Os olhos de cristal e a resposta cortante de Deus
Fábio Tucci Farah
Quando Jesus (do alto da cruz) viu sua mãe e perto dela o discípulo que amava, disse à sua mãe: “Mulher, eis aí teu filho”. Depois disse ao discípulo: “Eis aí tua mãe”. E dessa hora em diante o discípulo a levou para a sua casa. (Evangelho de São João, 19, 25-27)
Aquela cabeça decepada, chamuscada e sem olhos causa calafrios em qualquer um que cruze o seu caminho. Certamente, muitos prefeririam ignorá-la se ela não estivesse alçada a um lugar de destaque, logo na entrada, insistindo em provocar os visitantes. Aquela anfitriã inoportuna - perdoem-me a indelicadeza - é Maria, mãe de Jesus. Digo, é o que restou da Virgem após um dos atos mais violentos da história da humanidade; é a sobra que foi resgatada dos escombros da igreja católica mais emblemática do Japão, em Nagasaki, após o lançamento da bomba nuclear que devastou a outrora Roma do Oriente, em agosto de 1945.

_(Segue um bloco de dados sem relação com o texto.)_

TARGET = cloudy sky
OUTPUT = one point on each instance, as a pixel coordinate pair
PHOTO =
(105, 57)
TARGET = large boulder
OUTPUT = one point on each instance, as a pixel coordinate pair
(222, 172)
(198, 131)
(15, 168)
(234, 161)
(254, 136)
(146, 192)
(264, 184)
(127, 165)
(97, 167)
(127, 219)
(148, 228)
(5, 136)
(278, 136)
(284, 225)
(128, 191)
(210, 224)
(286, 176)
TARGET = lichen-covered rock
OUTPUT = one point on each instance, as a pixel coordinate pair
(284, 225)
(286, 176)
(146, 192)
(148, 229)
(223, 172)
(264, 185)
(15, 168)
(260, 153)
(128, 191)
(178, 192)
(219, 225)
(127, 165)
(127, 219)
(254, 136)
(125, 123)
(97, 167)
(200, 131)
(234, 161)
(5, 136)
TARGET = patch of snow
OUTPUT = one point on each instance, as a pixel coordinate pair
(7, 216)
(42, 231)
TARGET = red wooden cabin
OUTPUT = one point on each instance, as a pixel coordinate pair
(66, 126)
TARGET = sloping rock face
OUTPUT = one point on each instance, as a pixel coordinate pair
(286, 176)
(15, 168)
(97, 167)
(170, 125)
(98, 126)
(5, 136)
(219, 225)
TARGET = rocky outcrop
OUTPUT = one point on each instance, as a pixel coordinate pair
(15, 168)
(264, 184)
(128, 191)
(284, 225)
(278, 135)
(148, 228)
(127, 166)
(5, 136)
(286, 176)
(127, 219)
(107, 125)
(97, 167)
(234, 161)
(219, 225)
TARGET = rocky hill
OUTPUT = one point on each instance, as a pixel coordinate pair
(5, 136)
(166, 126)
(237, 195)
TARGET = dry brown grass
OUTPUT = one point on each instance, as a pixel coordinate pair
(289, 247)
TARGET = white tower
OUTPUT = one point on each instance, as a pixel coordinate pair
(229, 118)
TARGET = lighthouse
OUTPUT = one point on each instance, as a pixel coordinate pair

Se no passado aquela terra já havia sido regada com o sangue de mártires (1), em pleno século XX um só golpe do império norte-americano ceifou a vida de mais de 70 mil almas (2). Algumas estavam reunidas na catedral quando a bomba explodiu a apenas 500 metros dali. A cidade portuária não era o destino da Fat Man. No derradeiro momento do ataque, porém, o céu encoberto do alvo principal, a cidade de Kokura, fez com que o bombardeiro desviasse a rota para Nagasaki. A quem diga que Deus poupou os habitantes de Kokura… E, dessa feita, teria escolhido a dedo os fiéis moradores de Nagasaki.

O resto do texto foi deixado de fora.